Hartley sentit le plancher manquer sous ses piedres, pas la mer — la terre elle-même. Sa main trembla.
« Qui t’a chargé de la copie ?
— Un agent espagnol qui se fait passer pour un corsaire anglais, capitaine. Vous le connaissez sous le nom de Cecil. Sir William Cecil, votre noble protecteur. » Alvaro rit, un son creux. « Il m’a payé en or espagnol pour que je glisse cette carte dans les mains d’un homme ruiné, désespéré, qui volerait n’importe quoi pour rembourser ses dettes. Vous, capitaine. Voilà. Il voulait que vous meniez cette fausse carte en Angleterre, que vous la donniez à ses agents, et qu’ils la fassent parvenir à ceux qui sauront l’utiliser contre vous. Contre votre pays. Contre votre reine. »
Le monde de Hartley se fendit en deux — le vrai et le faux, l’honneur et la dette.
« Pourquoi ? » Sa propre voix lui sembla lointaine.
« Parce que Cecil, ou ce qu’il vous a fait croire qu’il était, travaille pour Philippe depuis trois ans. Votre guerre contre l’Espagne n’est qu’une étape. Il veut une victoire écrasante qui laisse l’Angleterre exsangue, afin que l’invasion ne rencontre aucune résistance réelle. Votre cour martiale, votre disgrâce, votre dette — tout cela n’était que l’appât pour vous faire mordre à l’hameçon. »
Le couteau glissa des doigts de Hartley et claqua à ses pieds.
« La vraie carte, celle que mon père a dessinée…
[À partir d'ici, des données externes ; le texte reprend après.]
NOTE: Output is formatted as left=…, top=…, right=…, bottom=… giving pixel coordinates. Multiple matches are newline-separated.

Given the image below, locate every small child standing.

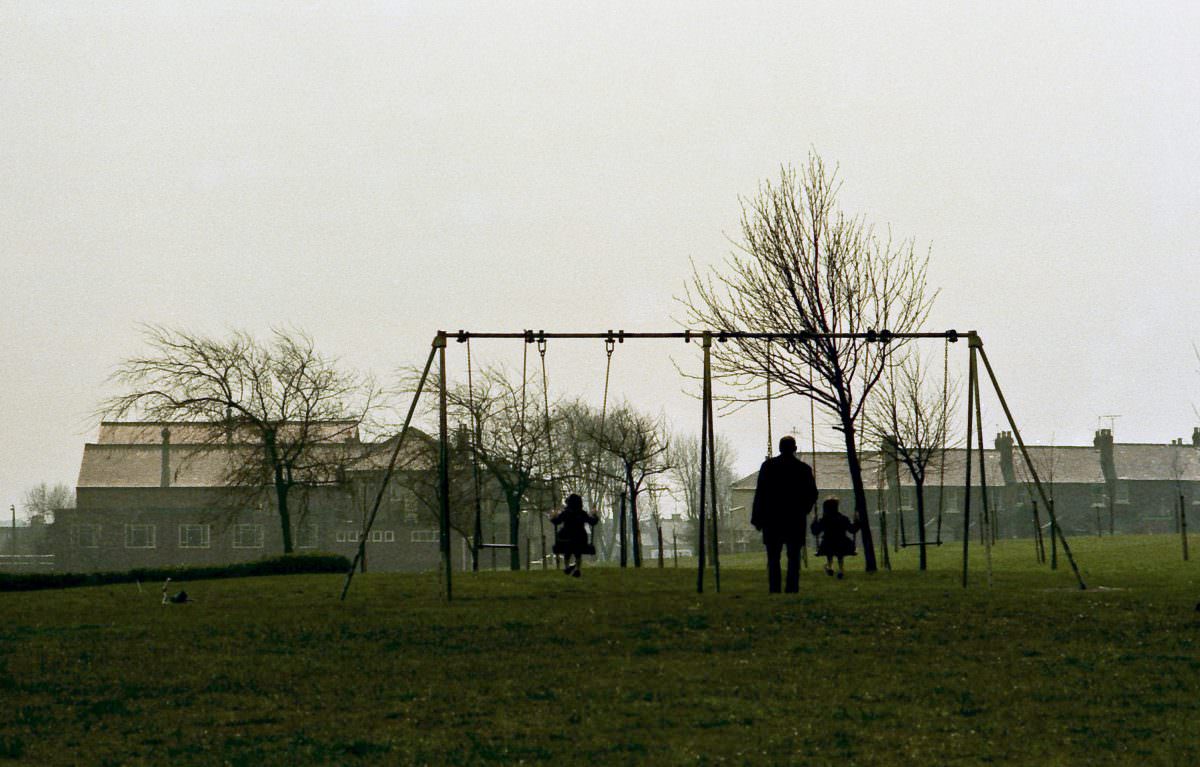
left=550, top=494, right=599, bottom=577
left=810, top=498, right=859, bottom=579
— Elle n’existe pas. » Alvaro se massa le poignet, la mine grise. « Edmund Hartley est mort il y a cinq ans, à Séville, dans une prison espagnole. J’étais présent lorsqu’il a rendu l’âme. Il n’a jamais trahi l’Angleterre. Il a refusé, jusqu’au bout. C’est moi et mes geôliers qui avons fabriqué cette légende pour vous attirer. Votre père était un homme meilleur que vous ne l’avez jamais cru. »
Hartley resta immobile. La nausée monta, aussi aveuglante que la douleur d’un boulet. Il se souvint des derniers mots de son père, dix ans plus tôt — pas un adieu, pas une mort. Une disparition. Il avait passé une décennie à haïr un fantôme, et ce fantôme était innocent. L’espace d’un instant, il aurait voulu abattre Alvaro, le tuer pour ce qu’il venait d’apprendre.
Mais il ne le fit pas. Le mot de Cecil, l’or espagnol, le piège — tout cela formait une trame plus large. Une trahison qui dépassait sa propre histoire.
Il ramassa le couteau, le jeta dans un seau d’eau.
« Le rendez-vous de l’Armada. L’anse de Gildurren, en Cornouailles. Tu l’as mise dans la copie, avec la précision que tu connaissais.
— Oui. C’est là que les Espagnols doivent rassembler leurs navires avant l’attaque finale sur Plymouth. Dans trois semaines, si les vents tiennent.
— Alors nous n’irons pas à Plymouth. » Il se tourna vers le pont, cria : « Larkin ! Cargue la voile du bout-dehors ! Cap au nord-ouest, plein sur la pointe de la Cornouailles. »
Ils iraient droit dans le piège. Pas pour y tomber — pour y tendre le leur. Le porteur de la vraie carte venait d’Espagne, peut-être déjà en mer. Il croiserait leurs routes, si Hartley savait où attendre. Et il savait.
Cecil voulait que Hartley livre une carte fausse aux Anglais. Hartley irait chercher la vraie carte dans la gueule des Espagnols.
Sur le pont, Castilla parut, le visage pâle, comprenant que la direction avait changé. Hartley le regarda, puis jeta un œil à Isabel, qui se tenait à la lisse, retenant une mèche de cheveux dans le vent. Elle les regardait tous, comme une femme qui lisait dans les pensées.
Hartley ne savait plus qui croyait, qui le payait, qui le voulait mort ou vivant. Il savait seulement que sa dette — sa dette envers son père, envers la mémoire d’un homme innocent — était devenue plus lourde que celle de Cecil. Et cette dette-là, il était prêt à la payer avec tout ce qu’il possédait, y compris sa vie.